I must say that I didn’t feel very adventurous at all, squashed on my Thomas Cook Airways flight from Gatwick to Hurghada with the package tour hordes. Screaming kids and suburban couples heading off for their fortnight of sun, sand, sea and salmonella, were not my favourite travel companions, but I did admire their bravery in their choice of destination. Obviously the chance of some half decent weather at unbeatable prices was enough to take their minds off the perceived security risks of visiting one of the most volatile areas in the world.

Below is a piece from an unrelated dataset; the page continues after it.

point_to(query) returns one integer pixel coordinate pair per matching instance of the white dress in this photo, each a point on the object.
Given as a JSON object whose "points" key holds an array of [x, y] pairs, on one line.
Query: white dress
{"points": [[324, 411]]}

Having done my homework, I had pre-arranged a taxi transfer along with “visa assistance”, which meant there was a nice man waiting for me in arrivals with a sign bearing my name. He whisked me to the front of the Thomas Cook queue and smoothly circumvented the general melee of people trying to pay US25 to a man for the honour plastering a huge stamp over an entire page of their passports. His name was Mohammed (of course) and he turned out to have quite a sense of humour. Especially when he dropped me off at the “wrong” Hilton!
I’m guessing it might have been his brother or uncle who then kindly picked me up and transported me all the way across the other side of town to the “right” Hilton, after passing several armed checkpoints and having the car swept for bombs on entering the hotel!
I was finally re-united with my lovely son, but the howling wind outside drowned out our greetings as we struggled to close the patio door. The weather had apparently turned very unseasonal – just our luck and our planned dive trip arranged for the following day was looking less enticing by the minute.
Nervously eating our sumptuous buffet breakfast the next morning, and praying that we wouldn’t be re-living it later on the boat, we looked out at the near horizontal palm trees around the pool. Luckily, the wind seemed to subside slightly as we too subsided at the first dive site, after becoming acquainted with our fellow sub-mariners. Dan had decided to take the “Advanced” Open water course, so was down for 5 dives over 2 days, 4 of which were specialised. As the “specialist skills” didn’t include “apres-dive” drinking, “managing not to pop up to the surface like a champagne cork when your tank becomes empty” and “getting in and out of a wetsuit a size too small on a boat going up and down like a see saw” – I decided I’d probably fail that particular qualification.
We did see some nice corals, a big clam, some parrot fish and a large sea snake so I was happy. Dan tried out is new underwater camera and I’ve decided that I’m much more photogenic underwater than above it! Maybe I should get all my photos air-brushed a shade of bluey-green.
The following day, I decided to try and find a sun-trap on the boat and read my book, whilst Dan competed his Certificate by trying his hand at a wreck dive, a deep dive, a navigational dive and a photographic dive. So now he can find his way to The Titanic AND take some nice souvenir snaps, should the occasion (or the ship come to that) ever arise.
I must admit, that by this time, I was looking forward to a rest day by the pool, and we made ourselves comfortable in the large double cabanas, having bravely fought off the advancing Red Army using only our bags, towels and sense of resolve. It used to be the Germans and the British who battled over the sunbeds, but we have both been usurped by the Russians who seem to have invaded large parts of the Red Sea (they probably like the sound of it). In fact, they are fast becoming the new “holiday yobs” of Europe, putting us and the Krauts in the shade (quite literally). Those all-inclusive all-you-can-eat meals must seem incredible when you’re used to queuing 2 days for half a sausage and a stale loaf of bread, and many of the guests seemed to be stocking up for several months.
The diving had tired us both out so we didn’t partake of the evening entertainment – although Dan was almost conscripted by the animation team to be a contestant in the “Mr Hilton Hurghada” competition. I think he would have stood a good chance with his good looks and charm. Plus he would have been the only contestant whose “ambitions” didn’t include invading the Ukraine or getting completely legless on cheap vodka by the end of the evening. We managed to defect to the safety of our room to get ready for the next stage of our adventure.